Espletati gli incombenti istruttori la controversia è stata assegnata a sentenza sulle conclusioni epigrafate.

MOTIVI DELLA DECISIONE

La vis attractiva del foro fallimentare, estesa alle cause di lavoro dall’art. 24 L. Fall. – inapplicabile alle sole domande di reintegra del dipendente illegittimamente licenziato (v. Cass. 22.6.2000 n. 8514) – comporta, a norma dell’art. 52 comma 2° l.c. – che richiama i successivi artt. 93 e segg. – l’assoggettabilità dell’accertamento dei crediti del lavoratore al procedimento di verifica dello stato passivo e la conseguente improcedibilità della originaria domanda introduttiva del giudizio, che non può essere riassunto nei confronti del Curatore nelle forme stabilite dall’art. 303 c.p.c., come le S.C. ha statuito con giurisprudenza risalente e costante avendo riguardo sia al processo ordinario (v.

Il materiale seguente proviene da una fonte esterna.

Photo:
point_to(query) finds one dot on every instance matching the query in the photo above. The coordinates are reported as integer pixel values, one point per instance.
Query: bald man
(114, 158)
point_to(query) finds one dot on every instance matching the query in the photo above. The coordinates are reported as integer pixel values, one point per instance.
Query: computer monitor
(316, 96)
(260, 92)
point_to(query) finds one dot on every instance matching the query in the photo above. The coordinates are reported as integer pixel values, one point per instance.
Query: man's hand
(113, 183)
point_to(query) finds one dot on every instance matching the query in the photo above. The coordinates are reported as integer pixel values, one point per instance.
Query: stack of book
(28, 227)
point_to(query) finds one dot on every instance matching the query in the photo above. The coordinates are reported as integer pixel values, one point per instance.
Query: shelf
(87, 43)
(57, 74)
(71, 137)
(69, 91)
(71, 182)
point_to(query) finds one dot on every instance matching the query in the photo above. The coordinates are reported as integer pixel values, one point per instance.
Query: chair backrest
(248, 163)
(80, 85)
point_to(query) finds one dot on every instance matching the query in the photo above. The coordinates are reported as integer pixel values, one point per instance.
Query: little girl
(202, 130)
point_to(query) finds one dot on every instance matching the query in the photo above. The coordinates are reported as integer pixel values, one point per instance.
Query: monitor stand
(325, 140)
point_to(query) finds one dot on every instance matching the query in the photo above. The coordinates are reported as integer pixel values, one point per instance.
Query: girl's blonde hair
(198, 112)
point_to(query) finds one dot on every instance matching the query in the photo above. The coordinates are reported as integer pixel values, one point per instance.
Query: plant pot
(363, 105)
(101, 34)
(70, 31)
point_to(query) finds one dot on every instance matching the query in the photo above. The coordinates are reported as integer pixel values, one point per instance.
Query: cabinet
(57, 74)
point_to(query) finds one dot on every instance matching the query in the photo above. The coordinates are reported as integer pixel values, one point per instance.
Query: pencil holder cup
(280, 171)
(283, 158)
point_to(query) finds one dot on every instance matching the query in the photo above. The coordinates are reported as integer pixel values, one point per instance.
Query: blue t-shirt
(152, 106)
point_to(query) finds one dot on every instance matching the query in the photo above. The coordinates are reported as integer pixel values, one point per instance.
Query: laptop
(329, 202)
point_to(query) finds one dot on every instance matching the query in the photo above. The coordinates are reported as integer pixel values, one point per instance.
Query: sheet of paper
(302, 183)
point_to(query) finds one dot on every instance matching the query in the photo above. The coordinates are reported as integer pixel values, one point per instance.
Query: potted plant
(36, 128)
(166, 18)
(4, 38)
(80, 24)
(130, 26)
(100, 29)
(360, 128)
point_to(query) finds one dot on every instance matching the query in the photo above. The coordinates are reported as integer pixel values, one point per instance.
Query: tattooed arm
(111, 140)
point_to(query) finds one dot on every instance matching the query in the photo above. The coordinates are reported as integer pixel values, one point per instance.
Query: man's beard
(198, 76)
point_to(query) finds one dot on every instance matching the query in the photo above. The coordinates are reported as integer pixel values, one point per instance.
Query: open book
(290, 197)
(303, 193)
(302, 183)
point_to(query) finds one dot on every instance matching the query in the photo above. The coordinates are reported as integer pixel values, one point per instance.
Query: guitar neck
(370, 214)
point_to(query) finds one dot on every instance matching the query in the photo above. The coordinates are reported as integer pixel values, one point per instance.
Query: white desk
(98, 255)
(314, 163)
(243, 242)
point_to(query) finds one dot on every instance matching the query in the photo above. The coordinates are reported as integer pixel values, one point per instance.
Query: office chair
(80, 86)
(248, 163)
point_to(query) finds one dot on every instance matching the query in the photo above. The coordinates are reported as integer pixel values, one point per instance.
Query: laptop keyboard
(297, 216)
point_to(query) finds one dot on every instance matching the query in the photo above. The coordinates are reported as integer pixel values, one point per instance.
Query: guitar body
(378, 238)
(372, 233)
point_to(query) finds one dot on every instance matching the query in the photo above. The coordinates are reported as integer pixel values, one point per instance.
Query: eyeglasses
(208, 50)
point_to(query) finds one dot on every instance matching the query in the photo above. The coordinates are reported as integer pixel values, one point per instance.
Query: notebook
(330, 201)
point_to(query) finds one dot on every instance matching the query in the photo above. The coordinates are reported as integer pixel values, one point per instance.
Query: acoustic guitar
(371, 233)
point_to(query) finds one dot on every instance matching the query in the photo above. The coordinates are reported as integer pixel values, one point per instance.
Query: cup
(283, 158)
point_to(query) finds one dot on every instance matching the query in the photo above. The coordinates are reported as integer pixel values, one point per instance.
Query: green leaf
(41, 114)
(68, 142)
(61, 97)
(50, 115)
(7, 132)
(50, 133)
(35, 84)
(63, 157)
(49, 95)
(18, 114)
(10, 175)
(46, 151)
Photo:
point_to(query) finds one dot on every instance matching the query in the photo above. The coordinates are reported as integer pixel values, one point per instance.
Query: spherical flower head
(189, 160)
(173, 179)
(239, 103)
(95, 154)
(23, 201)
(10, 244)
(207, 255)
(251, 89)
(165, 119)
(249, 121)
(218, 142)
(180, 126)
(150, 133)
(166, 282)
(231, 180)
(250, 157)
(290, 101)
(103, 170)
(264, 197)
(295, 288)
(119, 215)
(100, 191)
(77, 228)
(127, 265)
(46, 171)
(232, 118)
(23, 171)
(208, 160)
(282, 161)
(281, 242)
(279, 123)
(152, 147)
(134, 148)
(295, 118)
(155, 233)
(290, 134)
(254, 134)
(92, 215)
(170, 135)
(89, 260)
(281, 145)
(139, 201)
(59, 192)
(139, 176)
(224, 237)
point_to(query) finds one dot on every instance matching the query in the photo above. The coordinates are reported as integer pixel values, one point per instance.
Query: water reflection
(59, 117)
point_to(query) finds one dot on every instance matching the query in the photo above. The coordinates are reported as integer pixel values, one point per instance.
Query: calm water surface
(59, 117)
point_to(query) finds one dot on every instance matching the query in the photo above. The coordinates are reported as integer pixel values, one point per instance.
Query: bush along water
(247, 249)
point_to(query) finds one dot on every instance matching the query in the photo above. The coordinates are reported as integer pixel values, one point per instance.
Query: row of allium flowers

Cass. 24.11.1971 n. 3405 in motivazione) sia al processo giusiavoristico (v. Cass. 9.3.1999 n. 1893 etc.).

L’improcedibilità in predicato, che può essere rilevata dalle parti o dal giudice oltre il limite temporale fissato dall’art. 38 comma 1° c.p.c. (v. Cass. 13.6.2000 n. 8018), non è assimilabile all’incompetenza, non preclusiva della translatio judicii prevista dall’art. 50 c.p.c., sicché l’ordinanza 4.5.1999 del Pretore non ha sortito in alcun modo effetti suscettivi di essere rimossi solo attraverso il regolamento ex art. 45 c.p.c., laddove racchiude l’espressione “riassunzione”, da ritenersi usata nel senso atecnico di prosecuzione della lite, intesa come contrapposizione di posizioni contrastanti anziché come continuazione in altra sede del medesimo giudizio.

S’impone pertanto la declaratoria contenuta nel dispositivo.

Appare equo compensare per metà le spese processuali.

P. Q. M.

il Tribunale, definitivamente giudicando,

dichiara improcedibile la domanda proposta da Rossi Ernesto con la comparsa in riassunzione depositata l’1.7.1999 –

condanna Rossi Ernesto a rifondere al Fallimento della ALFA S.p.A., in persona del Curatore, metà delle spese del giudizio liquidate per l’intero in € 4.963,00 (oltre IVA e CPA come per legge) di cui € 13,00 per esborsi, € 2.000,00 per diritti, € 2.500,00 per onorari, € 450,00 per rimborsi forfetari.